To create a single, comprehensive health metric for the battery electric car motor, I constructed a Health Index (HI) by fusing the top five selected features. For each selected feature \( i \) and at each measurement point \( j \), I first calculated its relative deviation \( \delta_{i,j} \) from its initial baseline value (from Set 1):
$$ \delta_{i,j} = \left| \frac{X_{i,j} – X_{i,1}}{X_{i,1}} \right| $$
where \( X_{i,j} \) is the value of feature \( i \) at cycle batch \( j \), and \( X_{i,1} \) is its initial value. The Health Index at point \( j \) is then the mean of these relative deviations across all \( N \) selected features:
$$ HI_j = \frac{1}{N} \sum_{i=1}^{N} \delta_{i,j} $$
Plotting this Health Index against the cumulative number of degradation cycles yields a revealing trajectory, as shown in Table 6. The HI starts near zero and exhibits a clear, generally monotonic upward trend as the battery electric car motor undergoes progressive damage. While there are minor fluctuations—attributable to measurement noise and slight operational inconsistencies—the overall trajectory is unequivocal. The index rises more steeply in later stages, which aligns with the progression of failure mechanisms often observed in mechanical systems, where degradation accelerates as damage accumulates. This HI provides a quantifiable, single-value measure that can be tracked over time.
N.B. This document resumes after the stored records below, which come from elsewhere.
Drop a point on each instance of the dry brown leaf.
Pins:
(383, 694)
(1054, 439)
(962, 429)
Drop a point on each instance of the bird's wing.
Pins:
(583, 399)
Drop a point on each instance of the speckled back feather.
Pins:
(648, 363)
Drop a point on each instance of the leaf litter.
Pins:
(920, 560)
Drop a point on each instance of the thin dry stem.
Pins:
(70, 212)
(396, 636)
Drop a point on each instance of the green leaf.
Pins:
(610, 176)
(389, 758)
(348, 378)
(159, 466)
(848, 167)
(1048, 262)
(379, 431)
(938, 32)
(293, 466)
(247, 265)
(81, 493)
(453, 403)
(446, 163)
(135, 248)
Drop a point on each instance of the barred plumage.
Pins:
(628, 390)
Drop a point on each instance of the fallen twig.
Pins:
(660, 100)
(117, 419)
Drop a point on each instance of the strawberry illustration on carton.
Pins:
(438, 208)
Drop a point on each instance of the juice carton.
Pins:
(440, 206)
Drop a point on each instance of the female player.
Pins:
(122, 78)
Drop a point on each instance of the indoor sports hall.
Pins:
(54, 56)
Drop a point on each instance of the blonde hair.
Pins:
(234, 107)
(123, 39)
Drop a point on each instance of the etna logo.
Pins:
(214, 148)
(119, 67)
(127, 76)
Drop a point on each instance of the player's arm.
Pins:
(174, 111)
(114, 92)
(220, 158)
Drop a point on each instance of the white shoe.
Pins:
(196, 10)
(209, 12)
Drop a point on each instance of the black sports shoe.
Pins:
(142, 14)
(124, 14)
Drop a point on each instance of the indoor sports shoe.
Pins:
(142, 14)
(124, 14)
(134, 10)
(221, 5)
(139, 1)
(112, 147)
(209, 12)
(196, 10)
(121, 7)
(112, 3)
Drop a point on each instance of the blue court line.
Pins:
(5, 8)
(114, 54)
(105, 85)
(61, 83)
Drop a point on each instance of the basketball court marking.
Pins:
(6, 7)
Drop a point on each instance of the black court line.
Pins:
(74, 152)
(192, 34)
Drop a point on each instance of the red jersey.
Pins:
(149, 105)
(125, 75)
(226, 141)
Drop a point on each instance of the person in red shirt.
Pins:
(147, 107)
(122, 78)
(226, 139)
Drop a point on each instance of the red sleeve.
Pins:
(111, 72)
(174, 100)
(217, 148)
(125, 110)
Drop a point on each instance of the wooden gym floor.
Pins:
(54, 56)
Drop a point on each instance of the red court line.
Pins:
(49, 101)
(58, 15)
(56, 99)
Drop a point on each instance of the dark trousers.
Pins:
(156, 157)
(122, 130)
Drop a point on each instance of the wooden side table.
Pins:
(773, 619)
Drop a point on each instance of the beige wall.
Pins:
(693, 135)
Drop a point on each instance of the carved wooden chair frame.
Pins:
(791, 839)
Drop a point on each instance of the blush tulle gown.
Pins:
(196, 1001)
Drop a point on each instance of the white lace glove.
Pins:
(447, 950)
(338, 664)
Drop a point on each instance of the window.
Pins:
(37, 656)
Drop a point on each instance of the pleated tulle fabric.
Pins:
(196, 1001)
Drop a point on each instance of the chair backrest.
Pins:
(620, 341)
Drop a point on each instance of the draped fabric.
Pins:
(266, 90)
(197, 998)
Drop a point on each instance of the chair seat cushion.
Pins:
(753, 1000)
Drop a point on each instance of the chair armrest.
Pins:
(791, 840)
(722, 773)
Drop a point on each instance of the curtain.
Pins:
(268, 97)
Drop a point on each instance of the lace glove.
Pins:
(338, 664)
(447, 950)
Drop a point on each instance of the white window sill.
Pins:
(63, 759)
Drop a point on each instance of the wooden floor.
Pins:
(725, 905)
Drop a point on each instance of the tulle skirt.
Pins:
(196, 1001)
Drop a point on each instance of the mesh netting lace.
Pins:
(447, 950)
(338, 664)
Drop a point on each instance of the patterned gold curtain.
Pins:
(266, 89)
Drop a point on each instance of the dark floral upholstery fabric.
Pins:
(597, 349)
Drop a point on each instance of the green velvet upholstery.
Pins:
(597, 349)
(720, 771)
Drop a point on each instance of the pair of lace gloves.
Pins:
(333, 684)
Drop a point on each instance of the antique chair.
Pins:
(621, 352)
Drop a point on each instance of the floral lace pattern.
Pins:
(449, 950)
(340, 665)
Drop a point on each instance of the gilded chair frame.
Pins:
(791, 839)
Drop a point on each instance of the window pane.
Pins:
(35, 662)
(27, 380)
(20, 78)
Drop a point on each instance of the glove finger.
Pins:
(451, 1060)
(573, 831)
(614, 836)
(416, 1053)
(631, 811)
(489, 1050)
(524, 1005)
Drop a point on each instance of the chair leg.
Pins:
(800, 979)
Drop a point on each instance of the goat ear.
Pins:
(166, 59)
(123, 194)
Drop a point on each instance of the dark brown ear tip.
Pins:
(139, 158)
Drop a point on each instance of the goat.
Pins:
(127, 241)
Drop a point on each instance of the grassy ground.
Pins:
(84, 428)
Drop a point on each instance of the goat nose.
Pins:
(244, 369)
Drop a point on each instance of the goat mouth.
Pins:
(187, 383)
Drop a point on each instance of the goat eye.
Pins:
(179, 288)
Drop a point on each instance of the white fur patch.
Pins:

In a real-world battery electric car application, establishing thresholds on this HI could enable early warnings long before a complete failure occurs, allowing for proactive maintenance scheduling.
| Cycle Batch Number (j) | Cumulative Cycles | Health Index (HI_j) |
|---|---|---|
| 1 | 0 (Baseline) | 0.000 |
| 2 | 1,250 | 0.152 |
| 3 | 2,500 | 0.187 |
| 4 | 3,750 | 0.213 |
| 5 | 5,000 | 0.245 |
| 6 | 6,250 | 0.281 |
| 7 | 7,500 | 0.302 |
| 8 | 8,750 | 0.335 |
| 9 | 10,000 | 0.378 |
| 10 | 11,250 | 0.410 |
| 11 | 12,500 | 0.452 |
| 12 | 13,750 | 0.498 |
| 13 | 15,000 | 0.543 |
| 14 | 16,250 | 0.601 |
| 15 | 17,500 | 0.665 |
| 16 | 18,750 | 0.732 |
| 17 | 20,000 | 0.811 |
| 18 | 21,250 | 0.905 |
| 19 | 22,500 | 1.012 |
| 20 | 23,750 | 1.128 |
| 21 | 25,000 | 1.265 |
| 22 | 26,250 | 1.423 |
| 23 | 27,500 | 1.607 |
| 24 | 28,750 | 1.802 |
| 25 | 30,000 | 2.031 |
| 26 | 31,250 | 2.295 |
| 27 | 32,500 | 2.610 |
| 28 | 33,750 | 2.974 |
This experimental investigation demonstrates a viable pathway for monitoring the health of drive motors in battery electric cars using solely the stator current signal. The methodology hinges on intelligent signal processing: integrating three-phase currents via negative-sequence calculation to amplify fault-related asymmetries, extracting a broad set of time and frequency-domain features, and applying rigorous multi-criteria screening to isolate the most sensitive indicators. For the tested battery electric car motor, features such as the Waveform Factor, Clearance Factor, Impulse Factor, and the ratio of the second and sixteenth harmonic amplitudes to the fundamental amplitude proved to be excellent proxies for performance degradation. Their fusion into a single Health Index provides a clear, trending metric that correlates strongly with the motor’s accumulated damage.
The implications for the design of next-generation monitoring systems in battery electric cars are significant. This approach leverages existing sensor data, requiring no additional hardware cost, which is a critical consideration for mass-produced vehicles. The processing algorithms for feature extraction and Health Index calculation can be implemented in the vehicle’s existing electronic control units or edge-computing modules. By establishing baselines for healthy operation and monitoring the drift of these key indicators, it becomes possible to move beyond simple fault alarms toward genuine predictive health management. This can optimize maintenance schedules, prevent roadside failures, and enhance the safety and reliability of battery electric cars. Future work should focus on validating these indicators across a larger fleet of motors, under diverse real-driving conditions, and linking specific indicator changes to identified physical failure modes to further refine the prognostic accuracy for the enduring battery electric car ecosystem.